Statistical, embedding-based entity + relation extraction for mnem.

This crate is the default path for experiment E3 of the GraphRAG research track: it replaces LLM-driven NER with a KeyBERT-style candidate-scoring pass over the chunk embedding that mnem-ingest already computes. That keeps extraction deterministic, fully offline, and cost-free at ingest time.

§Scope

  • traits::Extractor - pluggable extractor surface. One default implementation (keybert::KeyBertExtractor) ships with the crate; callers can swap in authored or LLM-backed extractors by implementing the trait themselves.
  • keybert::KeyBertExtractor - KeyBERT-style n-gram ranking against a supplied chunk embedding, with MMR (Maximal Marginal Relevance) diversification and deterministic tiebreaks.
  • cooccurrence::mine_relations - PMI-weighted co-occurrence relation miner that emits one traits::Relation per sentence- local entity pair whose pointwise mutual information exceeds a configurable threshold.

§Determinism

Every public extractor in this crate is deterministic: same input text + same embedder → byte-identical traits::Entity and traits::Relation streams across runs. The proptest suite under tests/proptest_determinism.rs enforces this as a first-class property.

§Non-goals

  • No LLM calls. No network. No tokio.
  • No training, no fine-tuning: the extractor consumes whatever mnem_embed_providers::Embedder the caller already configured.
  • No HTTP / MCP / CLI wiring lives in this crate; mnem-ingest exposes the integration and mnem-cli surfaces the flag.

Re-exports§

pub use cooccurrence::CoOccurrenceMiner;
pub use cooccurrence::mine_relations;
pub use keybert::KeyBertExtractor;
pub use traits::Entity;
pub use traits::ExtractionSource;
pub use traits::Extractor;
pub use traits::Relation;
pub use inference::InferenceBudget;
pub use inference::InferenceMethod;
pub use inference::TypedRelation;
pub use trust::AuthorFingerprint;
pub use trust::AuthorRateLimiter;
pub use trust::Candidate;
pub use trust::PPR_AMPLIFICATION_FLOOR;
pub use trust::TrustBoundary;

Modules§

cooccurrence
Co-occurrence relation miner - PMI-weighted edges between entities that share a sentence.
inference
Optional typed-relation inference (gap 03).
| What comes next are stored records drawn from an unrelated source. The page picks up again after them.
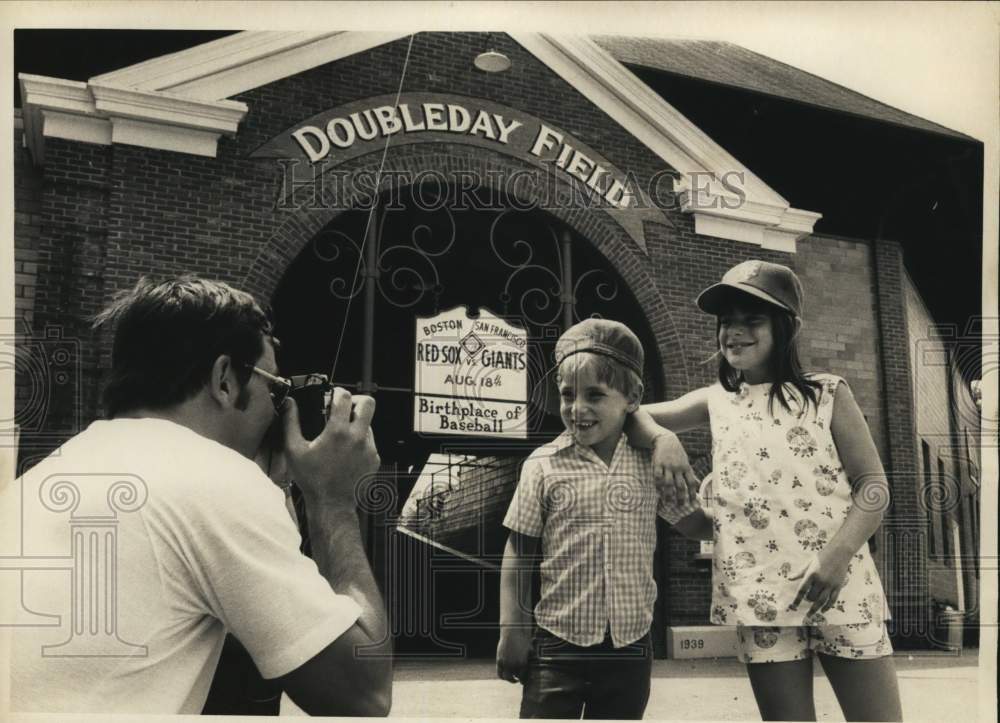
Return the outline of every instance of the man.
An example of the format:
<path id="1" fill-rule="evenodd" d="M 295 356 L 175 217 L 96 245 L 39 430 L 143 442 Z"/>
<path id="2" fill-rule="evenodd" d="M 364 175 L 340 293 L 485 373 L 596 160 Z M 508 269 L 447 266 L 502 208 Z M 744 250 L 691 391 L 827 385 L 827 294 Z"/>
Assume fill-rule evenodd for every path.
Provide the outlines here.
<path id="1" fill-rule="evenodd" d="M 23 608 L 61 617 L 14 629 L 12 707 L 199 713 L 229 631 L 305 711 L 388 714 L 385 611 L 355 508 L 379 464 L 374 400 L 335 389 L 306 441 L 264 312 L 223 283 L 143 280 L 98 323 L 115 326 L 108 419 L 2 493 L 23 511 L 22 554 L 72 568 L 24 573 Z M 252 461 L 278 415 L 315 562 Z"/>

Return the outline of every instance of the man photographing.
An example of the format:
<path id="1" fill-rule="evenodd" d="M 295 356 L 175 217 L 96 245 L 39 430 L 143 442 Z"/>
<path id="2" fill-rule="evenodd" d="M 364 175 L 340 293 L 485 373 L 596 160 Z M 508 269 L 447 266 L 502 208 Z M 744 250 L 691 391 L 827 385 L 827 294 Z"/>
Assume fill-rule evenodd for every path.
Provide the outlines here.
<path id="1" fill-rule="evenodd" d="M 228 631 L 306 712 L 388 714 L 385 610 L 355 507 L 358 483 L 379 464 L 374 400 L 335 389 L 324 429 L 305 440 L 266 315 L 224 283 L 142 280 L 98 323 L 115 330 L 108 419 L 0 498 L 22 510 L 24 555 L 68 558 L 90 541 L 71 539 L 70 516 L 47 503 L 53 485 L 75 489 L 74 520 L 94 500 L 106 509 L 116 480 L 144 501 L 117 514 L 114 549 L 95 553 L 108 556 L 91 567 L 111 576 L 112 602 L 99 599 L 106 579 L 78 600 L 66 570 L 24 572 L 24 607 L 61 622 L 13 629 L 14 710 L 199 713 Z M 315 561 L 252 461 L 278 415 Z M 81 612 L 91 603 L 100 619 Z"/>

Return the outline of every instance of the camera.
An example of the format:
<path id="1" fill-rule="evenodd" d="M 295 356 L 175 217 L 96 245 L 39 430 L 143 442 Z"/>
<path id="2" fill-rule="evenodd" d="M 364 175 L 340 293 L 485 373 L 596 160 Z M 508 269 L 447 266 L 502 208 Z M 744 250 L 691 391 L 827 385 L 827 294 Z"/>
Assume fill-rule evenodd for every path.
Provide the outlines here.
<path id="1" fill-rule="evenodd" d="M 333 387 L 326 374 L 300 374 L 289 377 L 292 382 L 290 396 L 295 398 L 299 408 L 299 426 L 302 436 L 315 439 L 326 425 L 330 413 L 330 397 Z"/>
<path id="2" fill-rule="evenodd" d="M 289 396 L 295 398 L 299 410 L 299 427 L 306 439 L 315 439 L 326 424 L 330 406 L 332 387 L 325 374 L 300 374 L 289 377 L 292 388 Z M 261 448 L 267 452 L 277 453 L 285 446 L 285 428 L 283 417 L 278 415 L 268 428 Z"/>

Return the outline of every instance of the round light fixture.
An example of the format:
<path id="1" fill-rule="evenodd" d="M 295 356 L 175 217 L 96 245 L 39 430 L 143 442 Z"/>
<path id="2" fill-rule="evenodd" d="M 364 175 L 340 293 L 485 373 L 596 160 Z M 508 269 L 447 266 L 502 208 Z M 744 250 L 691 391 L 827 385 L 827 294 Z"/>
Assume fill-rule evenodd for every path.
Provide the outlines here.
<path id="1" fill-rule="evenodd" d="M 487 50 L 477 55 L 472 64 L 484 73 L 502 73 L 510 69 L 510 58 L 496 50 Z"/>

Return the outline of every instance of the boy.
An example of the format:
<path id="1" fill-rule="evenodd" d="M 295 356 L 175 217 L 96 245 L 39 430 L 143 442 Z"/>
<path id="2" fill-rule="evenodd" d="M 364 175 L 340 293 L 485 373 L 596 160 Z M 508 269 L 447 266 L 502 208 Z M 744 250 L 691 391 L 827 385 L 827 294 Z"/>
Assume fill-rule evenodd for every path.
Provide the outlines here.
<path id="1" fill-rule="evenodd" d="M 639 719 L 652 666 L 656 515 L 686 531 L 698 524 L 697 502 L 658 494 L 649 452 L 623 433 L 642 398 L 635 334 L 587 319 L 559 338 L 555 356 L 566 431 L 525 460 L 504 519 L 497 674 L 524 684 L 522 718 Z"/>

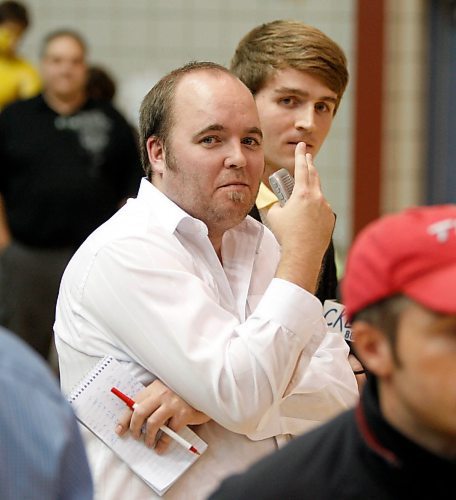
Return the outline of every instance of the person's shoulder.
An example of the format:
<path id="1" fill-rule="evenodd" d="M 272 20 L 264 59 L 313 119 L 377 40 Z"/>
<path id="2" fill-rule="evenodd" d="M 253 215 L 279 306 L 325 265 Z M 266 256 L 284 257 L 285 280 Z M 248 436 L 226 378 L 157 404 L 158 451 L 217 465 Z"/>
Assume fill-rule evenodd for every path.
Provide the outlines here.
<path id="1" fill-rule="evenodd" d="M 110 101 L 104 99 L 89 99 L 86 106 L 89 109 L 97 109 L 116 120 L 127 123 L 123 114 Z"/>
<path id="2" fill-rule="evenodd" d="M 113 127 L 112 132 L 119 136 L 119 146 L 125 146 L 125 144 L 122 143 L 120 137 L 122 137 L 123 139 L 128 138 L 128 140 L 130 141 L 128 142 L 129 145 L 132 145 L 133 141 L 135 141 L 136 144 L 136 129 L 127 121 L 124 115 L 112 103 L 101 99 L 89 99 L 85 108 L 88 110 L 97 110 L 108 118 L 111 126 Z"/>
<path id="3" fill-rule="evenodd" d="M 36 95 L 34 97 L 29 97 L 27 99 L 18 99 L 8 105 L 6 105 L 0 116 L 9 117 L 9 116 L 18 116 L 26 112 L 34 112 L 38 106 L 43 102 L 43 98 L 40 95 Z"/>
<path id="4" fill-rule="evenodd" d="M 12 332 L 0 327 L 0 377 L 41 380 L 58 389 L 50 368 L 33 349 Z"/>
<path id="5" fill-rule="evenodd" d="M 24 59 L 23 57 L 19 56 L 15 58 L 15 67 L 21 73 L 25 72 L 27 74 L 39 78 L 39 72 L 36 69 L 36 67 L 30 61 Z"/>

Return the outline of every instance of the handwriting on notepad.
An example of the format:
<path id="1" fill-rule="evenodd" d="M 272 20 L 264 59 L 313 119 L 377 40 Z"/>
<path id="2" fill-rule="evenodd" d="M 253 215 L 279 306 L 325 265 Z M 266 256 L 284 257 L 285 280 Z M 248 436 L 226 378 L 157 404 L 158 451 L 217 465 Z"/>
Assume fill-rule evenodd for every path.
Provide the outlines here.
<path id="1" fill-rule="evenodd" d="M 175 441 L 166 453 L 158 455 L 129 433 L 118 436 L 115 427 L 125 406 L 111 393 L 113 386 L 132 396 L 144 389 L 118 361 L 107 356 L 81 380 L 70 394 L 69 401 L 78 419 L 154 491 L 163 495 L 198 459 L 198 455 L 189 453 Z M 201 453 L 206 450 L 207 444 L 188 427 L 179 435 L 193 443 Z"/>

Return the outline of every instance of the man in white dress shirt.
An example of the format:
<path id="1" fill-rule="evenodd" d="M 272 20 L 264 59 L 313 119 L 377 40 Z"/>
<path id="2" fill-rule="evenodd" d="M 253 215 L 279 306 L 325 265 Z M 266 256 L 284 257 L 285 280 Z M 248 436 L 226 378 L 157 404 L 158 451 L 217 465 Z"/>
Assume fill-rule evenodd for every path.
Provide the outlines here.
<path id="1" fill-rule="evenodd" d="M 208 449 L 166 494 L 205 498 L 357 400 L 347 345 L 327 333 L 313 295 L 334 215 L 299 144 L 293 194 L 270 211 L 281 249 L 246 217 L 264 168 L 262 132 L 251 93 L 222 66 L 190 63 L 163 77 L 143 101 L 140 135 L 138 197 L 86 240 L 62 280 L 62 387 L 111 354 L 206 414 L 194 429 Z M 154 498 L 85 438 L 98 498 Z"/>

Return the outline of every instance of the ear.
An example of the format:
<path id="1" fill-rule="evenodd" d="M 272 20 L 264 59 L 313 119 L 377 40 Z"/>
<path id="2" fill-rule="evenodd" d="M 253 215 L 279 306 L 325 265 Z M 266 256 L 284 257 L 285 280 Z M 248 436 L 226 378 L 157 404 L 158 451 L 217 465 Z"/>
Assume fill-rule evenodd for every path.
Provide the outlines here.
<path id="1" fill-rule="evenodd" d="M 389 376 L 394 369 L 391 344 L 386 335 L 366 321 L 352 324 L 355 351 L 364 367 L 380 378 Z"/>
<path id="2" fill-rule="evenodd" d="M 163 175 L 165 171 L 165 148 L 162 140 L 155 135 L 149 137 L 146 141 L 146 149 L 153 177 Z"/>

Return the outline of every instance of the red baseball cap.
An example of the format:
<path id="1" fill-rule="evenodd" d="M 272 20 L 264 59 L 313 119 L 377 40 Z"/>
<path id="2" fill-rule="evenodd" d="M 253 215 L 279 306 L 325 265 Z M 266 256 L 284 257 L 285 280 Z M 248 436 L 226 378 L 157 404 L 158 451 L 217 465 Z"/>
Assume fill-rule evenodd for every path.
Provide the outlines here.
<path id="1" fill-rule="evenodd" d="M 342 280 L 348 319 L 395 294 L 456 314 L 456 205 L 387 215 L 358 235 Z"/>

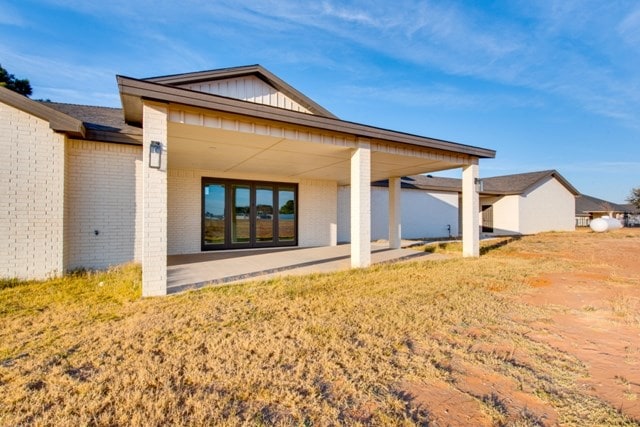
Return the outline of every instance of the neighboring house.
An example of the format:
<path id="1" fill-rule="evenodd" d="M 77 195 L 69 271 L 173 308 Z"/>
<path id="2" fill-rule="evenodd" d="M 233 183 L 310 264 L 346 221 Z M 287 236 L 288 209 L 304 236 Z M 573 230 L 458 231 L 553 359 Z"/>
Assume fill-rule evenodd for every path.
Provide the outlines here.
<path id="1" fill-rule="evenodd" d="M 483 178 L 482 187 L 483 233 L 575 230 L 575 203 L 580 193 L 555 170 Z"/>
<path id="2" fill-rule="evenodd" d="M 371 237 L 387 239 L 389 210 L 389 182 L 371 184 Z M 459 226 L 460 192 L 462 181 L 455 178 L 414 175 L 402 177 L 402 237 L 407 239 L 457 237 Z M 350 239 L 349 186 L 338 189 L 338 241 Z"/>
<path id="3" fill-rule="evenodd" d="M 586 194 L 576 198 L 575 214 L 577 227 L 588 227 L 592 219 L 603 216 L 619 219 L 626 227 L 640 226 L 640 212 L 635 206 L 621 205 Z"/>
<path id="4" fill-rule="evenodd" d="M 575 229 L 575 197 L 578 191 L 557 171 L 546 170 L 480 180 L 479 222 L 483 234 L 535 234 Z M 388 181 L 372 184 L 371 234 L 386 239 Z M 462 181 L 455 178 L 415 175 L 402 178 L 402 236 L 439 238 L 457 236 L 460 227 Z M 349 187 L 338 191 L 338 211 L 349 213 Z M 339 221 L 338 239 L 348 241 L 348 221 Z"/>
<path id="5" fill-rule="evenodd" d="M 167 255 L 337 244 L 371 260 L 371 185 L 462 169 L 463 254 L 478 256 L 479 160 L 493 150 L 343 121 L 261 66 L 135 79 L 122 109 L 36 102 L 0 88 L 0 276 L 43 278 L 136 260 L 167 292 Z M 338 187 L 350 185 L 338 218 Z M 377 209 L 377 207 L 376 207 Z"/>

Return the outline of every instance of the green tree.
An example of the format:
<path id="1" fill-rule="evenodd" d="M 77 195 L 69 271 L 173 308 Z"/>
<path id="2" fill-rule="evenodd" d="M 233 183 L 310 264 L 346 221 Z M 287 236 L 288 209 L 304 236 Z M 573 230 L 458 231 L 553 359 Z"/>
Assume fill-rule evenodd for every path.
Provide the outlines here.
<path id="1" fill-rule="evenodd" d="M 640 209 L 640 187 L 631 189 L 631 194 L 627 197 L 627 202 Z"/>
<path id="2" fill-rule="evenodd" d="M 280 207 L 280 213 L 283 215 L 292 214 L 294 212 L 295 206 L 293 205 L 293 200 L 287 200 L 287 202 Z"/>
<path id="3" fill-rule="evenodd" d="M 16 79 L 13 74 L 9 74 L 9 72 L 2 67 L 2 64 L 0 64 L 0 86 L 24 96 L 29 96 L 32 93 L 29 79 Z"/>

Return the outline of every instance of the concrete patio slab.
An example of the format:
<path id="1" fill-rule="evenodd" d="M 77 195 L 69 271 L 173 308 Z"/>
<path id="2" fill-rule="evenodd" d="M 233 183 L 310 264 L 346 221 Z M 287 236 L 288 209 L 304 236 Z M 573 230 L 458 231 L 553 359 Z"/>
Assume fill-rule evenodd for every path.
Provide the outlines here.
<path id="1" fill-rule="evenodd" d="M 403 242 L 405 245 L 416 242 Z M 269 248 L 217 251 L 167 257 L 168 293 L 253 278 L 330 273 L 351 267 L 350 245 L 315 248 Z M 418 252 L 406 247 L 389 249 L 372 243 L 373 264 L 416 259 L 437 260 L 447 255 Z"/>

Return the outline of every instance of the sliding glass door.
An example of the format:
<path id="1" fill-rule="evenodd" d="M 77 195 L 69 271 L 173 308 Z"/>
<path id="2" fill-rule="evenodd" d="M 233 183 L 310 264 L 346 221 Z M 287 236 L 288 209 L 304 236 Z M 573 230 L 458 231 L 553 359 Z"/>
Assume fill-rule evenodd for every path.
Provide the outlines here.
<path id="1" fill-rule="evenodd" d="M 296 184 L 202 179 L 202 250 L 294 246 Z"/>

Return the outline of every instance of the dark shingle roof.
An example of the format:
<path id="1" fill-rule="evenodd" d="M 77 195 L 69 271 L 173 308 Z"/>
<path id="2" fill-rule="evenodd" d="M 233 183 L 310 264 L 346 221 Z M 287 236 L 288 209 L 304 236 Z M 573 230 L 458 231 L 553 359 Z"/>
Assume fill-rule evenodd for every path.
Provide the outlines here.
<path id="1" fill-rule="evenodd" d="M 609 202 L 597 197 L 581 194 L 576 198 L 576 215 L 585 215 L 591 212 L 636 212 L 633 205 Z"/>
<path id="2" fill-rule="evenodd" d="M 40 104 L 82 121 L 87 139 L 142 144 L 142 129 L 126 124 L 121 108 L 43 101 Z"/>
<path id="3" fill-rule="evenodd" d="M 546 170 L 539 172 L 527 172 L 514 175 L 494 176 L 483 178 L 483 189 L 481 194 L 523 194 L 528 189 L 535 186 L 538 182 L 547 177 L 554 177 L 567 190 L 574 195 L 580 194 L 562 175 L 555 170 Z M 387 187 L 387 180 L 374 182 L 372 185 L 377 187 Z M 415 188 L 420 190 L 432 191 L 462 191 L 462 180 L 457 178 L 443 178 L 431 175 L 412 175 L 402 177 L 402 188 Z"/>
<path id="4" fill-rule="evenodd" d="M 386 187 L 388 181 L 380 181 Z M 376 183 L 374 183 L 376 185 Z M 444 178 L 432 175 L 411 175 L 403 176 L 402 188 L 413 188 L 419 190 L 440 190 L 440 191 L 461 191 L 462 184 L 456 178 Z"/>
<path id="5" fill-rule="evenodd" d="M 574 195 L 580 194 L 569 181 L 553 169 L 483 178 L 484 189 L 482 192 L 489 194 L 522 194 L 547 177 L 556 178 Z"/>

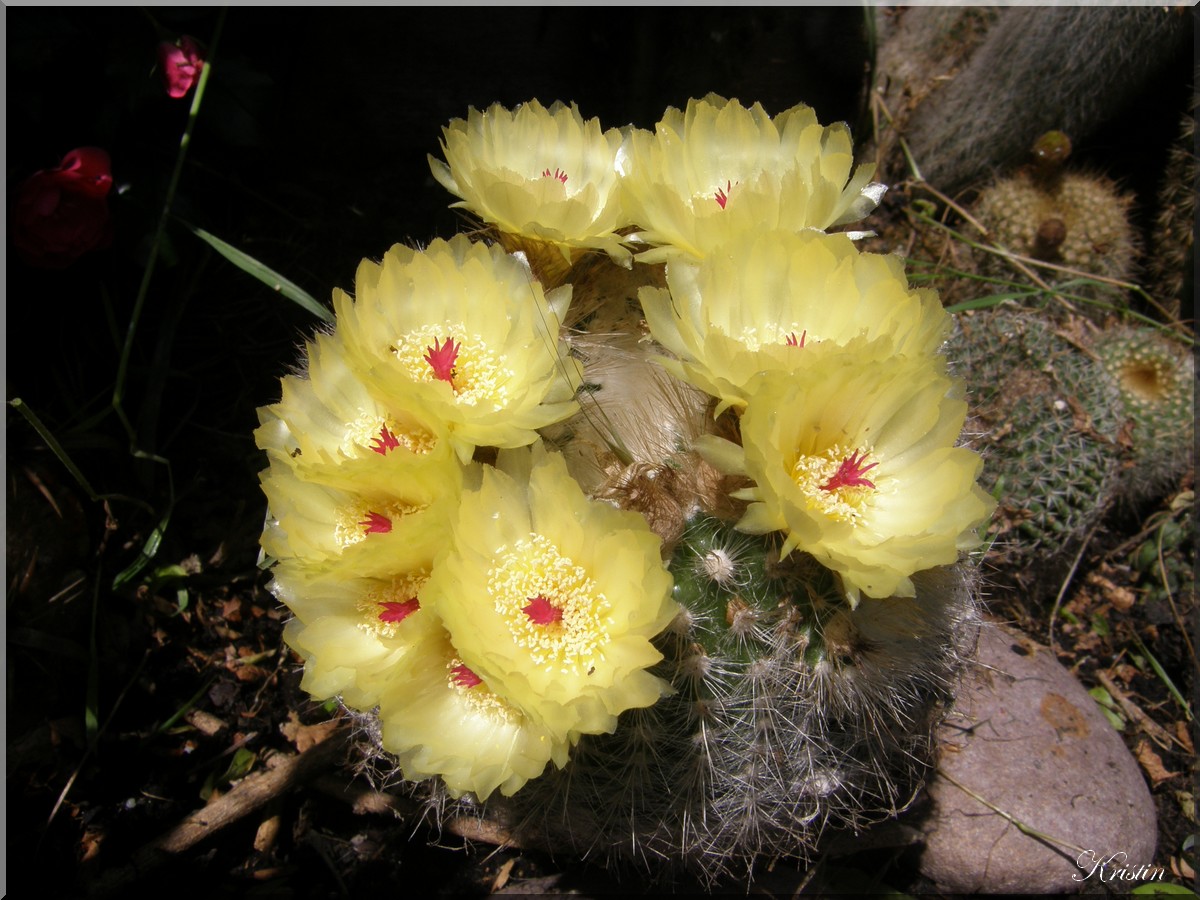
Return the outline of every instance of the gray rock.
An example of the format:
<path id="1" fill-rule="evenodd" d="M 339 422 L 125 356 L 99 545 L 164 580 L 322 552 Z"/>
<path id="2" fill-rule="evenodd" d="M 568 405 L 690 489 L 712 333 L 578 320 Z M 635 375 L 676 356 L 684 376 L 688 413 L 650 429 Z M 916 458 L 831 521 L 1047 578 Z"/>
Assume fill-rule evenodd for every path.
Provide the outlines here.
<path id="1" fill-rule="evenodd" d="M 953 893 L 1063 893 L 1102 874 L 1112 887 L 1135 886 L 1130 873 L 1154 865 L 1157 820 L 1121 736 L 1027 637 L 988 626 L 978 661 L 942 727 L 922 874 Z M 1062 844 L 1023 833 L 959 785 Z"/>

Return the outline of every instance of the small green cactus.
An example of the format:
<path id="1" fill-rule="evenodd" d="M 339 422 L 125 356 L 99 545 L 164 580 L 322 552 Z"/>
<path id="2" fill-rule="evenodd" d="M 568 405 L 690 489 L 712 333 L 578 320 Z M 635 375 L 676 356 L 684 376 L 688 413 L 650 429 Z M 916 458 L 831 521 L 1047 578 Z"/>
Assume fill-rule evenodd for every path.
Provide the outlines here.
<path id="1" fill-rule="evenodd" d="M 980 432 L 981 483 L 1000 503 L 993 552 L 1007 571 L 1035 579 L 1100 521 L 1122 466 L 1117 391 L 1056 329 L 1031 311 L 995 307 L 960 318 L 949 349 Z"/>
<path id="2" fill-rule="evenodd" d="M 1105 330 L 1093 350 L 1120 392 L 1132 430 L 1133 460 L 1121 494 L 1149 499 L 1187 471 L 1195 438 L 1196 374 L 1192 355 L 1153 328 Z"/>
<path id="3" fill-rule="evenodd" d="M 1054 263 L 1098 278 L 1128 281 L 1137 258 L 1137 241 L 1129 221 L 1131 195 L 1122 194 L 1107 178 L 1062 168 L 1070 141 L 1049 132 L 1034 145 L 1034 165 L 986 188 L 972 210 L 992 241 L 1020 256 Z M 1014 269 L 1001 257 L 979 253 L 988 275 L 1011 278 Z M 1039 269 L 1049 284 L 1077 276 Z M 1119 295 L 1095 285 L 1069 287 L 1071 293 L 1103 299 Z"/>
<path id="4" fill-rule="evenodd" d="M 1167 509 L 1146 520 L 1143 533 L 1149 536 L 1128 556 L 1142 602 L 1153 621 L 1169 610 L 1173 598 L 1196 591 L 1195 493 L 1181 491 Z"/>

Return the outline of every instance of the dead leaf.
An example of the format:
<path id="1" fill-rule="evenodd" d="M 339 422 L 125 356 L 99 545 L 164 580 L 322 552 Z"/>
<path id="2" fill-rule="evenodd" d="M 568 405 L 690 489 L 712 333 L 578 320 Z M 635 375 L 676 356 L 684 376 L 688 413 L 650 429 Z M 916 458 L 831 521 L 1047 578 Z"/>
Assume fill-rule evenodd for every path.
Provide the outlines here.
<path id="1" fill-rule="evenodd" d="M 271 673 L 262 666 L 230 666 L 238 681 L 261 681 Z"/>
<path id="2" fill-rule="evenodd" d="M 1180 719 L 1175 723 L 1175 737 L 1179 738 L 1179 743 L 1183 745 L 1183 749 L 1190 755 L 1195 755 L 1196 748 L 1192 746 L 1192 732 L 1188 729 L 1187 722 Z"/>
<path id="3" fill-rule="evenodd" d="M 285 738 L 296 745 L 299 752 L 303 753 L 309 747 L 315 747 L 329 737 L 338 725 L 336 720 L 318 722 L 316 725 L 303 725 L 295 710 L 292 710 L 288 713 L 288 720 L 279 726 L 279 730 Z"/>
<path id="4" fill-rule="evenodd" d="M 226 622 L 242 621 L 242 598 L 230 597 L 228 600 L 221 600 L 221 618 Z"/>
<path id="5" fill-rule="evenodd" d="M 515 866 L 516 864 L 517 864 L 516 857 L 513 857 L 512 859 L 508 860 L 507 862 L 505 862 L 504 865 L 502 865 L 500 867 L 500 871 L 496 873 L 496 877 L 492 881 L 492 891 L 491 892 L 493 894 L 496 893 L 498 890 L 500 890 L 500 888 L 502 888 L 506 884 L 508 884 L 508 876 L 512 872 L 513 866 Z"/>
<path id="6" fill-rule="evenodd" d="M 1088 584 L 1100 588 L 1104 599 L 1112 604 L 1113 609 L 1129 612 L 1137 600 L 1137 595 L 1127 587 L 1123 587 L 1110 578 L 1105 578 L 1098 572 L 1092 572 L 1087 577 Z"/>
<path id="7" fill-rule="evenodd" d="M 205 712 L 202 709 L 193 709 L 184 720 L 195 728 L 200 733 L 212 737 L 218 731 L 225 727 L 225 723 L 218 719 L 210 712 Z"/>
<path id="8" fill-rule="evenodd" d="M 1137 761 L 1142 764 L 1142 768 L 1146 774 L 1150 776 L 1150 783 L 1154 787 L 1158 787 L 1164 781 L 1179 775 L 1178 772 L 1167 771 L 1166 766 L 1163 765 L 1162 757 L 1154 752 L 1154 748 L 1150 746 L 1150 742 L 1144 738 L 1138 741 L 1137 747 L 1134 749 L 1134 755 L 1137 757 Z"/>
<path id="9" fill-rule="evenodd" d="M 1133 679 L 1138 676 L 1137 668 L 1129 663 L 1118 663 L 1112 667 L 1112 672 L 1121 679 L 1122 684 L 1126 687 L 1129 687 L 1133 683 Z"/>
<path id="10" fill-rule="evenodd" d="M 268 816 L 259 823 L 258 831 L 254 834 L 254 849 L 259 853 L 269 853 L 279 837 L 279 816 Z"/>
<path id="11" fill-rule="evenodd" d="M 1176 791 L 1175 802 L 1179 804 L 1184 818 L 1194 824 L 1196 821 L 1196 795 L 1191 791 Z"/>
<path id="12" fill-rule="evenodd" d="M 80 862 L 87 862 L 89 859 L 95 859 L 100 855 L 100 844 L 104 841 L 104 832 L 96 831 L 89 828 L 83 833 L 80 838 L 80 843 L 83 845 L 83 856 L 80 857 Z"/>
<path id="13" fill-rule="evenodd" d="M 1184 881 L 1191 881 L 1196 877 L 1196 870 L 1189 866 L 1188 861 L 1182 856 L 1171 857 L 1171 873 Z"/>

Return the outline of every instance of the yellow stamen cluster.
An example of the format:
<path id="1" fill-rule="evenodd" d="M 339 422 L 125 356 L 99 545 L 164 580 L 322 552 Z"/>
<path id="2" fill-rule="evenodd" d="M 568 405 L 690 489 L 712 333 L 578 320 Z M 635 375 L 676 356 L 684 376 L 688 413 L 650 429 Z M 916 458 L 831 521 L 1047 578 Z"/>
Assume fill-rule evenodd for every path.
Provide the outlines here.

Gated behind the typed-relations Cargo feature. Default OFF per solution.md R3. Optional typed-relation inference for mnem-extract.
keybert
KeyBERT-style statistical keyword / entity extractor.
traits
Public traits and value types for mnem-extract.
trust
Adversarial trust-boundary gate for opt-in typed-relation inference (gap 03). Gated behind the typed-relations Cargo feature. Default OFF. Trust-boundary gate for opt-in typed-relation inference.